On Dec. 1, protesters in cities around the world marked World AIDS Day by targeting U.S. pharmaceuticals companies and the global push toward "free trade" as culprits in the spiraling AIDS pandemic. Demonstrators particularly focused on the World Trade Organization, joining those besieging the trade negotiators in Seattle and marching in solidarity elsewhere.

People took to the streets in Johannesburg and Cape Town, South Africa; Paris, London, New York, San Francisco, Washington and other cities. Everywhere their message was the same: Health care is a human right, and should not be a commodity sold for profit.

Jaime Balboa of the International Gay and Lesbian Human Rights Commission said of both the Clinton/Gore administration and the WTO: "They have prioritized pharmaceutical lobbyists' concerns over public health. ... The United Nations' most recent statistics indicate that 50 million people now have HIV/AIDS. We must put saving lives before corporate profits."
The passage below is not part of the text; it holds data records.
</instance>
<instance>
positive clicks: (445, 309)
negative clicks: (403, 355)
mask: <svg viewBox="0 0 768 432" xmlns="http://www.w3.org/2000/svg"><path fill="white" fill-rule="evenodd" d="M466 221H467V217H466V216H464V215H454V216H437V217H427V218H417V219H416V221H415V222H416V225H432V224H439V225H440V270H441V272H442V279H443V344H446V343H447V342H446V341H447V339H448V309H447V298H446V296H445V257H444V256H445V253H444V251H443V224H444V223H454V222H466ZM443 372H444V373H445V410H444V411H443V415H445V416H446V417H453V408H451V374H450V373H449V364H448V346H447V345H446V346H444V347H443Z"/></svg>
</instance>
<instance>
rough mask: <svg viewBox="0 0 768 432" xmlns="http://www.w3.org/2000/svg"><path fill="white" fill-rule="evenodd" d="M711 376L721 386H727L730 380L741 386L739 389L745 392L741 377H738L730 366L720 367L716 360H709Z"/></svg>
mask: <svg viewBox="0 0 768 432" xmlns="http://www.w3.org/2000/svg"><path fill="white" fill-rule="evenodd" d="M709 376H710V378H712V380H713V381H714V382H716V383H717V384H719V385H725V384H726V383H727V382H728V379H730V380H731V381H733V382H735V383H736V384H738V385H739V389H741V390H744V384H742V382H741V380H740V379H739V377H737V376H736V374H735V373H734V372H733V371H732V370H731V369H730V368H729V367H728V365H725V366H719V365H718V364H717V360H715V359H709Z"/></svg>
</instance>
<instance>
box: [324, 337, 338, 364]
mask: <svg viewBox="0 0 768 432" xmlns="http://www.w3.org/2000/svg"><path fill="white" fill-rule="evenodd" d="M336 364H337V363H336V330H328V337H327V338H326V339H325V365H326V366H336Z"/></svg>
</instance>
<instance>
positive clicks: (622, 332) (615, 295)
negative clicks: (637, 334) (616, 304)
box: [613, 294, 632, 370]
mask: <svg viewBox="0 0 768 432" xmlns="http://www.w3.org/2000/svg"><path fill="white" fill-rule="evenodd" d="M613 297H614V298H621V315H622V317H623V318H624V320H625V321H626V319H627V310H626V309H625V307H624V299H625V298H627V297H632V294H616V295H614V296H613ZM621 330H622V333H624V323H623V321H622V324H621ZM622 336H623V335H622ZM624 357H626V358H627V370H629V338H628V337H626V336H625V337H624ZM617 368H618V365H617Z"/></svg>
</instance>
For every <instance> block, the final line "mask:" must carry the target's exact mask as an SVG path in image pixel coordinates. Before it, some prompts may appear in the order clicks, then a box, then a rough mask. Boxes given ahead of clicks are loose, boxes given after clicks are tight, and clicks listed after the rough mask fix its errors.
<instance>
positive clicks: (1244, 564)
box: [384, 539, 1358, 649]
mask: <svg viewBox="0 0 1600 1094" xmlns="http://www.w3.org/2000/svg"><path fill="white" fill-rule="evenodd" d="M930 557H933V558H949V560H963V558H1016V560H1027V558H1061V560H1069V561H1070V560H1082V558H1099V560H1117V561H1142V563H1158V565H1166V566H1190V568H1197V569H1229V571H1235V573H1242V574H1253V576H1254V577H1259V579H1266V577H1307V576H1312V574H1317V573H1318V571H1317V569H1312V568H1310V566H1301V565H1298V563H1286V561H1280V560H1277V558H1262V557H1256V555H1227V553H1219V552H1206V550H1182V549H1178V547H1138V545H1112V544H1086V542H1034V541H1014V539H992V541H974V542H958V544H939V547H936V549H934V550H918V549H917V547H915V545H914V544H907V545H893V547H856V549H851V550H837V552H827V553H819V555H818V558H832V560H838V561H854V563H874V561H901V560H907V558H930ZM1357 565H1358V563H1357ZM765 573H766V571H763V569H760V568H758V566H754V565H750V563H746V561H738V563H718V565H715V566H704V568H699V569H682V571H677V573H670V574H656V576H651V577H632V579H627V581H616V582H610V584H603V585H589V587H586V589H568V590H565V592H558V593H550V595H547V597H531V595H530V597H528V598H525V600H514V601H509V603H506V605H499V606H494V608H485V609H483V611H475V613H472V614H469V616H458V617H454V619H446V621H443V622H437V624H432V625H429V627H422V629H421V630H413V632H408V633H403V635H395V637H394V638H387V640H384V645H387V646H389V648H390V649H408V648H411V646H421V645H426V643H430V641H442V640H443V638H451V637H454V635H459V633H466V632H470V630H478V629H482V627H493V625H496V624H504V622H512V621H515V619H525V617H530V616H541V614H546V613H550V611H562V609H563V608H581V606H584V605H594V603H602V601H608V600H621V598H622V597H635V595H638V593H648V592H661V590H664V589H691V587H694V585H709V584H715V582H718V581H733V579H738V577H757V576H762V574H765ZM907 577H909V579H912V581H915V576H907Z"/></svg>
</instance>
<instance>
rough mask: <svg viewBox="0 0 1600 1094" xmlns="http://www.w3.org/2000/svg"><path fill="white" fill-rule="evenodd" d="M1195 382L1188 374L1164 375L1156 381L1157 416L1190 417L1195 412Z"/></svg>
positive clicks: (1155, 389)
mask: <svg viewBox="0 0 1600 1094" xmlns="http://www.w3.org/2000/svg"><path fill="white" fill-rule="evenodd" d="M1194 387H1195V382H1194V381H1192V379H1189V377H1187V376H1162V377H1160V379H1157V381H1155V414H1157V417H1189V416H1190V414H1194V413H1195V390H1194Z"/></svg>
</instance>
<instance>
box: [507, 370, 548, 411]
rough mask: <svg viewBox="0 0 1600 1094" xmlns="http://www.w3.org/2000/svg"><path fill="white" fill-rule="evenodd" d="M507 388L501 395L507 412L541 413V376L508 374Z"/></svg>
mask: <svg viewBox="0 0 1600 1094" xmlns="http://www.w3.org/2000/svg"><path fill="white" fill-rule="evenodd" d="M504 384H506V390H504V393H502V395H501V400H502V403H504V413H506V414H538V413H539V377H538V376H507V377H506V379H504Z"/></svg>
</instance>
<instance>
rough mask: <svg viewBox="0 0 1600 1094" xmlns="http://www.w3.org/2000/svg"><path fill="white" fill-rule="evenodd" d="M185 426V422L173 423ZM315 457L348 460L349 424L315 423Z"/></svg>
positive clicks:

Ninety percent of people with HIV and AIDS live in Africa, Asia, Latin America and the Caribbean. According to Balboa, big pharmaceuticals concerns have used the Clinton administration, the WTO and any other tool to block oppressed countries from access to lower-priced HIV medicines.

"The U.S. has also bypassed the WTO, when necessary, and exerted bilateral pressure on countries like South Africa and Thailand to keep the life-saving medicine more expensive," Balboa said.

In New York, AIDS activists had reacted angrily when the NBC television network scheduled its annual Rockefeller Center Christmas Tree lighting for Dec. 1. They charged NBC executives with callousness in choosing to indulge in glitzy hoopla on a day that should be set aside to honor those struggling with HIV/AIDS. New York's World AIDS Day action targeted NBC.